I felt a cold coming on and knots in my back. The kids were away with their dad for the day, so I called the Nordstrom Spa, an occasional destination for a massage to ease my stress and tension, which lately had been high.
When Anita arrived to start her shift, I’d been waiting 15 minutes. She didn’t smile. Her nose ring glinted off the overhead lights and her dark frizzy hair, pulled back into a bun, was tight as the side of a ship.
She said nothing, just waved me back. “You can change in the restroom,” she said. “Someone’s still on the table.”
I pulled on the soft-soft robe and padded my way to the back of the spa for the routine foot soak. Again, no smile from Anita.

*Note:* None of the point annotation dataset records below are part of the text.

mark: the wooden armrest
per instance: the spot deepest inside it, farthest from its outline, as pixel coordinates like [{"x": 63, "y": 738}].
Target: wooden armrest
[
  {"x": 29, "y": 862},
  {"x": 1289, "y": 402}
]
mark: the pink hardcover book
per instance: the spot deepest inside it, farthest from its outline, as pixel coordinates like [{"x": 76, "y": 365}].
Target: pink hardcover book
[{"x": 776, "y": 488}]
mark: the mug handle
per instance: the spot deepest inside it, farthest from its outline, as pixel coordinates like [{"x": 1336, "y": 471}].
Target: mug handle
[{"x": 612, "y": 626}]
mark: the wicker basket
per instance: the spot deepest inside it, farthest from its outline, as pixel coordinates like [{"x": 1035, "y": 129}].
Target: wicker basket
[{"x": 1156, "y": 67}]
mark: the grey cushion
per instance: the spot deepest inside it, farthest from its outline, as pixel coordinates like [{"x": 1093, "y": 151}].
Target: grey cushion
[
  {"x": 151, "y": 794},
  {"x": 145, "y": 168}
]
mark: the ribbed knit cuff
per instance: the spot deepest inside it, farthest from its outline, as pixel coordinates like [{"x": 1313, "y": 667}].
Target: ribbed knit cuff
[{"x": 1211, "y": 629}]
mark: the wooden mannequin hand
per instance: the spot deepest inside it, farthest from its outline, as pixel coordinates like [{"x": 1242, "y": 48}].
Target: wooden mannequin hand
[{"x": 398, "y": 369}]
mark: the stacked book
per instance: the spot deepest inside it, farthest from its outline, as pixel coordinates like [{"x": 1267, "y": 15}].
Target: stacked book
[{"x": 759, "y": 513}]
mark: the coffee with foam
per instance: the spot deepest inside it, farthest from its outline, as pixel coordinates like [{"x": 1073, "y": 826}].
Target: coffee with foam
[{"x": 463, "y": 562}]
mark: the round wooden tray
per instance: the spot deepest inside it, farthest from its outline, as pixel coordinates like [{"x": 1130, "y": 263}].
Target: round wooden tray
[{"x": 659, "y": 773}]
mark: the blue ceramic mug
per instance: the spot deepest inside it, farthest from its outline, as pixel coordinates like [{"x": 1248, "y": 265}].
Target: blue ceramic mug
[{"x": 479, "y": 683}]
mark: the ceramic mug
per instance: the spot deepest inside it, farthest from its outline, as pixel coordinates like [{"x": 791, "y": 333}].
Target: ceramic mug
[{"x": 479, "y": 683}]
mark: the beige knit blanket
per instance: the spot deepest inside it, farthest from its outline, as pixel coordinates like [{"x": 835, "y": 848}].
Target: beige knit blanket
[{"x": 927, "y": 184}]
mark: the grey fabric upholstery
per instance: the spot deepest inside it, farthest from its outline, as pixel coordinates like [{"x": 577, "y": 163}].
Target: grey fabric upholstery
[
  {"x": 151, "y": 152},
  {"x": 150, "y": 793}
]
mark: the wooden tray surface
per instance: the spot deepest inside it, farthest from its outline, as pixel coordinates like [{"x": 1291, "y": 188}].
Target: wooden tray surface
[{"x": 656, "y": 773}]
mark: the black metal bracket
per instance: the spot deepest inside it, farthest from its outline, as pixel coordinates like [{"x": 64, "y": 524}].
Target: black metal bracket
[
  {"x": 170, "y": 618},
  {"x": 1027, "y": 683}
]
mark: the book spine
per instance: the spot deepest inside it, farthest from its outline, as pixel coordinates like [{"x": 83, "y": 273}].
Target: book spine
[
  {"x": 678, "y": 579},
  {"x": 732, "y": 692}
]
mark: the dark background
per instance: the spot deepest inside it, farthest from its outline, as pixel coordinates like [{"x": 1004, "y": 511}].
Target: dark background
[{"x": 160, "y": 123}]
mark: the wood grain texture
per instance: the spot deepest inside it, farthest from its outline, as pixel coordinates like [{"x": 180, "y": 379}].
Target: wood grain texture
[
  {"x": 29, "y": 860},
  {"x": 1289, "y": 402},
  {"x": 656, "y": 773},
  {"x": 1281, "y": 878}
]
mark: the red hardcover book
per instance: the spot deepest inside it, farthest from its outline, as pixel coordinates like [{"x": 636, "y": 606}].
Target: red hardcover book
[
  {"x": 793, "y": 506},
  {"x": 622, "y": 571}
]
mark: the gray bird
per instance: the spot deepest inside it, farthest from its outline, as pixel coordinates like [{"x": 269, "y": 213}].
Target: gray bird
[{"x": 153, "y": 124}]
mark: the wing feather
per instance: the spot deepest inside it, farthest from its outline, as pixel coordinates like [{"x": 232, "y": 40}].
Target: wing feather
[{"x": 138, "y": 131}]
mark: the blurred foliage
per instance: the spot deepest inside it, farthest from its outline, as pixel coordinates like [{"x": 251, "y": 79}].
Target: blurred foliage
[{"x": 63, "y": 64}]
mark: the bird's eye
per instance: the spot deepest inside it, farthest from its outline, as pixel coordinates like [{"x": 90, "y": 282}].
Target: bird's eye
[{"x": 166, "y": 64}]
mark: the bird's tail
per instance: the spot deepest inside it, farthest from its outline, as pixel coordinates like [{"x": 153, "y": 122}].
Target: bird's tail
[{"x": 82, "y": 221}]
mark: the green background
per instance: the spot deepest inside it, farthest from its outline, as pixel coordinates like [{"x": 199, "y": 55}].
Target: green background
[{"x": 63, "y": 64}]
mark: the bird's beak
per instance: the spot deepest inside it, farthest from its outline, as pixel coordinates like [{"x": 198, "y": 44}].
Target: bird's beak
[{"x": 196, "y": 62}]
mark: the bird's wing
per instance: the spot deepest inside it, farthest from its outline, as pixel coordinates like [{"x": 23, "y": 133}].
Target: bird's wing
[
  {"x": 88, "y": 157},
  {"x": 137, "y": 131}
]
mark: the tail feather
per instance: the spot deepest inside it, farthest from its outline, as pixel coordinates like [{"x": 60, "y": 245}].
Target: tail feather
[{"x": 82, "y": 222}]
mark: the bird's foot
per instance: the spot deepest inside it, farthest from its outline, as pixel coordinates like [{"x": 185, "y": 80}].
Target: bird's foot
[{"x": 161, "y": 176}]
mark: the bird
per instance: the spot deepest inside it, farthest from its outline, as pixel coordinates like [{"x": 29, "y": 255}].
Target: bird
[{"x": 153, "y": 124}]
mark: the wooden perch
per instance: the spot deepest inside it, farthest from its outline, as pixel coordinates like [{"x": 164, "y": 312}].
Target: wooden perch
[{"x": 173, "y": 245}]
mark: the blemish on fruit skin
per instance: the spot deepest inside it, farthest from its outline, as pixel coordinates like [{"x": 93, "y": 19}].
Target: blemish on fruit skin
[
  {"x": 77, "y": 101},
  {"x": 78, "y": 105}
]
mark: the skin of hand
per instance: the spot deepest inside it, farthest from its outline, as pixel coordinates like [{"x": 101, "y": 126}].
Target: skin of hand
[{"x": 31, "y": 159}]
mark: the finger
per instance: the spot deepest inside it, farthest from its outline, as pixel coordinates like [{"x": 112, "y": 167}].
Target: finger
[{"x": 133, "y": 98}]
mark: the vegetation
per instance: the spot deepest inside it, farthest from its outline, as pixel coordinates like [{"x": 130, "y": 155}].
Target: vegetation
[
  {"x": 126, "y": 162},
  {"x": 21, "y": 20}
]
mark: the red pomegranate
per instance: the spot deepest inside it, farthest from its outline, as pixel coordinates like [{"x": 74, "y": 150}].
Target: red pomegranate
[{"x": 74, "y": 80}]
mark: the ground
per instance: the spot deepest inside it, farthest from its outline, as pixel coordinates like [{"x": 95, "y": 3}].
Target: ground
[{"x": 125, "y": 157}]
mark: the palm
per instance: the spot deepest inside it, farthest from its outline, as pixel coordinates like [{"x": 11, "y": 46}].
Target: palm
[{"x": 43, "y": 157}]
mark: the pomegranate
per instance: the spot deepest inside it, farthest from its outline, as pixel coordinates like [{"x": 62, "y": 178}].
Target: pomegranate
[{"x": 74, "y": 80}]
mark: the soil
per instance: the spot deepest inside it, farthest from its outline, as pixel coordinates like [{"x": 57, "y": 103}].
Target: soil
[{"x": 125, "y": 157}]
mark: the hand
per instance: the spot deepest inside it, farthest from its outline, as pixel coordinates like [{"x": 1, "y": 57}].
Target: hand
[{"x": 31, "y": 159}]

And when I hit the table, the room aglare in bright light, nothing ready, no dimmed ambience to help ease whatever voices I couldn’t banish from my head, she didn’t crack a grin. “I’ll adjust everything when you’re on the table.”
Nestled in, trying to shut out the light, I waited. When she finally returned, turned the lights down and touched her fingers to my bare skin, I cringed. She swiped her hands up and back againagainagain until I thought my skin would break into fire.
I asked three times to please slow down until finally, I sat up on the table and said, “This is not working for me.”
“Do you want to reschedule? You obviously don’t like my technique.”
Technique? Technique? Was not the job of a massage therapist to attend to the individual needs of the customer?
I’m not so old to say I remember better times but I do. I remember my mother pulling into the gas station and a young man with a smile filling her car with gas. I remember the credit card slip passed through an open window for her signature.
And I certainly remember the stock phrase, the customer is always right.
It’s something I try to keep in mind in my client dealings. Whether I’m writing an article for Better Homes and Gardens or AARP, or working on projects for Hiller’s or Yoga Shelter or Frameable Faces or other clients, if the client isn’t happy, they won’t send work my way again.
Is it so hard to crack a smile, swallow a reaction and just say, “I’ll try harder?”